Separation of Functionality
As the library grows, I found the need to partition the code better for accessibility & reusability.
- Webflow-specific code is being distinguished from more general functionality.
- Libraries specific to Webflow implementation are prefixed with
webflow-
. - Other libraries will be named, grouped and prefixed according to the functional intent and the platforms they pertain to.
- This means that much of the functionality here can be used in non-Webflow sites, or in sites that you are hosting separately. Around that capability is a Webflow-specific wrapper that applies those features in Webflow’s unique HTML-generation and hosting-environment context.
3 Distinct Integration Approaches
I want to embrace the reality that many Webflow designers are unfamiliar with programming, while others need maximum functionality.
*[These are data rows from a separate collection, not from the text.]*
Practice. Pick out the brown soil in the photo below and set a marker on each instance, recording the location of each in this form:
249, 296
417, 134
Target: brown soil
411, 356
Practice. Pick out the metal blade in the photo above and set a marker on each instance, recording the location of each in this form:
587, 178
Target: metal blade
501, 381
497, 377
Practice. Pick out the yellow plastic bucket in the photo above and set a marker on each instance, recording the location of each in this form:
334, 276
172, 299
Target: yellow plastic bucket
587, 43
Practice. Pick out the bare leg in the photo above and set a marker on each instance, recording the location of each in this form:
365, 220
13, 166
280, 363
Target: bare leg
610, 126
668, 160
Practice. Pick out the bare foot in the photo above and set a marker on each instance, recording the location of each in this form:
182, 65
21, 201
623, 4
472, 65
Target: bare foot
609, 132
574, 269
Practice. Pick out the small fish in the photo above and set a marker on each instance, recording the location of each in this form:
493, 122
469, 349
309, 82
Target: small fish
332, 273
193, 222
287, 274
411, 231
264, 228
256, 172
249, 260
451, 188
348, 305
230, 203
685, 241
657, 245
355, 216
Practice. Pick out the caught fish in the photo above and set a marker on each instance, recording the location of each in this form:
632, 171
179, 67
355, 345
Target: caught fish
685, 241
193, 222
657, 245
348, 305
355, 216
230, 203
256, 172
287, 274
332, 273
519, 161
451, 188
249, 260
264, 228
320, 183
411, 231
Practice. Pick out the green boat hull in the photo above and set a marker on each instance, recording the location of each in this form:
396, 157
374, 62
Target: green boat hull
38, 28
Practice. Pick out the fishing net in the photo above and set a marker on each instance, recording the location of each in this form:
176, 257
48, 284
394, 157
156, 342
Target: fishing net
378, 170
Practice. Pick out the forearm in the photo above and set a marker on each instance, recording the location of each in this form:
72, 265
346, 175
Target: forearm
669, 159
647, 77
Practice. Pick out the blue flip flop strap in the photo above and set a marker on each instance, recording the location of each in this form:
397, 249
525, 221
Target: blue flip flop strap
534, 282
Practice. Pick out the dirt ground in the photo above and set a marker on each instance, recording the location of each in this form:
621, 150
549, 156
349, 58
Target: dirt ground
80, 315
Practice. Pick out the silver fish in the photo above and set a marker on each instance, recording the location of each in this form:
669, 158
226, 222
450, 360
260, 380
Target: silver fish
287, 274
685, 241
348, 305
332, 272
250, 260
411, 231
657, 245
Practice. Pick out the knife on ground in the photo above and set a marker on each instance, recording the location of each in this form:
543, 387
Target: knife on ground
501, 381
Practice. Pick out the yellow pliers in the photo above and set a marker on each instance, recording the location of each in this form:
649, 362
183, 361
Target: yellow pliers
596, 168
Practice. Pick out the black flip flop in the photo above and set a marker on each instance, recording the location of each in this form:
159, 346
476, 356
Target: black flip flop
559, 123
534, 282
To support a wide range of users, I’m conceptually dividing integration approaches into 3 zones;
-
Code. Programmers will generally use the libraries under
src/modules
directly. These functions and libraries can be arranged to accomplish complex tasks with unique configurations, and using these modules directly gives you full access to their capabilities. -
Lo-Code. Designers with basic scripting knowledge are provided with locode libraries that encapsulate the most commonly-used functionality into single function calls. These libraries exist under
/src/locode
and have a-helper
suffix. These will provide the core functionality of the full libraries, with minimal setup. -
No-Code. Where possible, I intend to offer codeless possibilities where the functionality is automatically added by simply adding the library. Paste in the library refernce, tag your elements for the functionality you want, and everything else happens automatically. This entirely avoids script-writing, while giving you much of the functionality designers want.